La Voix du Nord :  Marlène Wrobel et Jacky Boucot, candidats des « luttes » dans la 19e

Article de presse
25/03/2017

Par Jérémy Lemaire | Publié le 24/03/2017

Marlène Wrobel, 41 ans, titulaire, et Jacky Boucot, 63 ans, suppléant, sont les candidats de Lutte ouvrière.

Comme en 2012, Jacky Boucot et Marlène Wrobel repartent au combat pour les législatives dans la 19e, mais échangent leurs postes. Le conseiller municipal denaisien d’opposition sera le suppléant de Mme Wrobel.

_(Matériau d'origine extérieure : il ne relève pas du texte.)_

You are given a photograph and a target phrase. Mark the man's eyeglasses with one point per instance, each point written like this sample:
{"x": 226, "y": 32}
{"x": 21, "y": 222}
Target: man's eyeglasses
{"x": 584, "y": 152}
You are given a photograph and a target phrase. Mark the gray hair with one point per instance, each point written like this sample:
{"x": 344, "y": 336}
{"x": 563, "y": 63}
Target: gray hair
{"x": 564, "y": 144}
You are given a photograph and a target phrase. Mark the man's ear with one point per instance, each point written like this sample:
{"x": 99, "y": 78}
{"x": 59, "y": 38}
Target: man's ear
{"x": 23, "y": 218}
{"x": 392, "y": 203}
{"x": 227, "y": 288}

« Je sais que je ne serais pas élue. « Au moins, Dominique Wrobel est franche. Crédité de 0,8 % des suffrages en 2012, le ticket Lutte ouvrière qui compte « une vingtaine de militants » dans la 19e ne se fait pas d’illusion. De toute façon, estiment-ils, « c’est pas dans les urnes que les choses changent. Les urnes, c’est fait pour se compter au premier tour ».

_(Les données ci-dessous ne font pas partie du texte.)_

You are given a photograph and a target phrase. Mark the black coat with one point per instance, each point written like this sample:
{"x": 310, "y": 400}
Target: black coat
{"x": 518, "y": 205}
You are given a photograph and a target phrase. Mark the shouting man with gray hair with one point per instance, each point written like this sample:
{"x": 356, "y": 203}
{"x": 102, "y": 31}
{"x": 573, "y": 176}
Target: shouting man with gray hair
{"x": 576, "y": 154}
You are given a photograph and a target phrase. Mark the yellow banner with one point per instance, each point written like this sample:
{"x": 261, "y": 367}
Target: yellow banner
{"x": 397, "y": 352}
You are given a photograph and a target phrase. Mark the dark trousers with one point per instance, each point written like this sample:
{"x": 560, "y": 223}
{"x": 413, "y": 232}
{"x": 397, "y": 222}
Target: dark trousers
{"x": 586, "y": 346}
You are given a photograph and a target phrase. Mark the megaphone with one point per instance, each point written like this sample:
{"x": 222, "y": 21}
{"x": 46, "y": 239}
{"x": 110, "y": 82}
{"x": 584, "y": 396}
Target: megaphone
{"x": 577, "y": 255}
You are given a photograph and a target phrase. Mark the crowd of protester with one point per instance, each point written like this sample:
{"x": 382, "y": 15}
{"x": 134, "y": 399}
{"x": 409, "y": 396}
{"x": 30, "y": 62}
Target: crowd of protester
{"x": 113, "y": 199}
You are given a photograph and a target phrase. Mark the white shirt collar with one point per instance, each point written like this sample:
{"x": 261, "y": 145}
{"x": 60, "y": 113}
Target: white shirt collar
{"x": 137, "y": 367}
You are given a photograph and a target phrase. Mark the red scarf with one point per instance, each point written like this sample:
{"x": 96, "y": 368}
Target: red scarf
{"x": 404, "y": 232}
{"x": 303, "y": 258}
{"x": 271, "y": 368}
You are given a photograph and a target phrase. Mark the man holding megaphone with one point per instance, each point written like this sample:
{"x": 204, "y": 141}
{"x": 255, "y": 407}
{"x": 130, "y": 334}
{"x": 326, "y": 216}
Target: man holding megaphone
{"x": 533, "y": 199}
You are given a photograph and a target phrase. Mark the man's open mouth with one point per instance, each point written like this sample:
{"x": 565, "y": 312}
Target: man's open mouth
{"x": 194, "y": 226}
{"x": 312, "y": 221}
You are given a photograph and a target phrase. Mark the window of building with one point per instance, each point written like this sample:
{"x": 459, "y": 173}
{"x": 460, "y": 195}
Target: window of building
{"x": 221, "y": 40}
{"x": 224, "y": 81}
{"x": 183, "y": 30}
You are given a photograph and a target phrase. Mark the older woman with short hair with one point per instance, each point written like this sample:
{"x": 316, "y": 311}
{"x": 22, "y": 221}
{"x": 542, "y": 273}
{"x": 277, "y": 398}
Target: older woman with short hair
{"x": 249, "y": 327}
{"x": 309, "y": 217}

Pour Lutte ouvrière, en dehors de la rue, point de salut. « Il faut qu’il y ait des luttes, lâche Jacky Boucot. Comme en 1936 ou 1968, il faut manifester, se révolter, faire grève. »

« Il faut qu’il y ait des luttes. Comme en 1936 ou 1968, il faut manifester, se révolter, faire grève. »

Et quand on fait remarquer à cet ancien sidérurgiste que la loi El Khomri est passée malgré les manifs ou le blocage d’un dépôt pétrolier à Haulchin (où l’on avait d’ailleurs vu M. Boucot en mai), il conteste : «  Les grèves que l’on a faites dans la sidérurgie, les résultats, ce n’était pas du jour au lendemain, mais six mois ou un an après. Et ça a montré à la classe ouvrière qu’elle est capable de se bagarrer car ça, elle l’a oublié. »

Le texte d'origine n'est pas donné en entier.